Reckless drive to repeal birthright citizenship offers short-term gain, long-term danger for Republicans

August 15, 2010

The movement to revise the 14th Amendment has seemingly blown up out of nowhere, like the sudden storm that rolled across our area the other morning. The renewed interest in repealing birthright citizenship won't disappear nearly so quickly, though its staying power beyond the November election is open to serious question.

"All persons born or naturalized in the United States, and subject to the jurisdiction thereof, are citizens of the United States and of the State wherein they reside." Those words, ratified soon after the Civil War, were mainly designed to turn former slaves into citizens. At the time, there was also full realization that America would be granting citizenship to children of Chinese workers and other unpopular foreigners. Finally realizing the founders' dream of equality for all, regardless of one's station in life, was more important to the (Republican) advocates of the 14th Amendment than the small-minded thinking of its opponents.

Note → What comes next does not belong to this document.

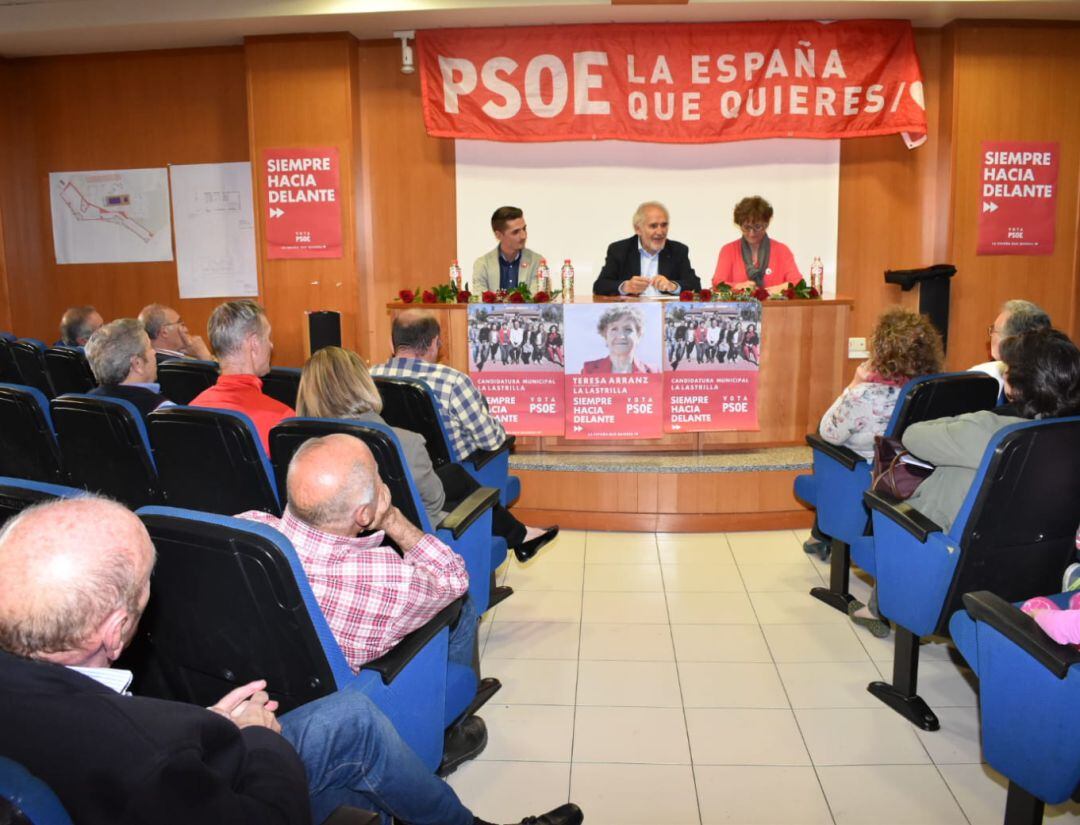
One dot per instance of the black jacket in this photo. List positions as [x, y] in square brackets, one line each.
[623, 261]
[118, 760]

Now, prominent modern-day Republicans are helping legitimize a growing effort to roll back the guarantee of citizenship to all children born on U.S. soil, regardless of their parents' immigrant status. In the same way that excess moisture in the atmosphere feeds a violent downpour, anxieties produced by bad economic times have fueled a dark surge of anti-immigrant sentiment. Demands for a new crackdown on illegal immigration are being heard from Arizona to Maryland's Eastern Shore as the campaign season heats up, with conservative Republicans leading the charge.

Critics of birthright citizenship claim illegal immigrants are now coming to America in droves for the express purpose of delivering "anchor babies," newborns whose automatic citizenship not only confers a host of benefits on the children but could make it easier for their relatives to become U.S. citizens when these babies turn 21. No one knows how many women come illegally simply to deliver a child, though indications are the numbers are very low. Research indicates that the overwhelming majority of illegal immigrants who give birth here have been in the U.S. for at least a year.

Still, it's hard to argue with another statistic that seems to bolster the case for repeal: About one of every 12 children born in the U.S. in 2009 was the offspring of illegal immigrants, a sharp increase from six years earlier, according to a recent Pew Hispanic Center report. Those figures reflect the fact that illegal residents tend to be younger, on average, and thus more likely to be of child-bearing age, according to demographers.

Opinion surveys show that Americans are evenly divided over whether to end birthright citizenship. But a two-to-one majority of conservative Republicans favors a ban.

Little surprise, then, that Republican politicians in growing numbers are lending aid and comfort to birthright critics. Sen. Lindsey Graham of South Carolina was one of the first to call for changing the 14th Amendment. Even Sen. John McCain, once a leader on immigration reform but facing a conservative challenge in next week's Arizona GOP primary, favors congressional hearings on the proposal.

The issue has the potential to energize Republican voters right through the fall and might win over independent voters, too, improving Republican chances of taking back control of Congress. Whether the short-term gain is worth the likely long-term cost is another matter.

Some Republicans are warning that pushing for repeal poses an existential threat to the party. Conservative commentator Linda Chavez, a former Reagan White House aide and U.S. Senate candidate in Maryland, has called it "a terrible idea." Pushing for repeal, as Ms. Chavez and others point out, not only betrays a bedrock American value — the ever-expanding view of what it means to be an American — but is profoundly stupid in practical terms. "It will unquestionably jeopardize the electoral future of the GOP by alienating Hispanics, the largest and fastest-growing segment of the U.S. population," Ms. Chavez recently wrote in The Wall Street Journal.

Cynical Republicans, including Ohio Rep. John Boehner, the minority leader who would replace Nancy Pelosi as speaker if his party takes back the House, are willing to encourage critics of birthright citizenship for a simple reason: They know the 14th Amendment won't be modified.

Repealing the birthright provision would require a two-thirds vote of each house of Congress and ratification by three-fourths of the states. That's a virtual impossibility, given the public split on the matter. When the election is over and passions fade, the issue will recede into the background, as it has repeatedly since the 1800s. If Congress really wanted to limit the number of children born to illegal immigrants, the way to do that would be to finally reduce the number of illegal immigrants, not rewrite the Constitution.

By lending support to those who would turn back the citizenship clock to the days of slavery, Republicans may well be dealing themselves a severe blow. A large and growing segment of the American population is unlikely to forget that one of the two major parties again showed extreme hostility to minorities, whose pivotal role in the 2008 presidential election signaled the dawn of a new era in U.S. politics. Republican willingness to encourage the birthright-repeal movement, with its borderline racism (75 percent of illegal immigrants are Latinos), will stamp them once more as America's white party, a doomed distinction in a land whose increasing racial and ethnic diversity is an irreversible fact of life.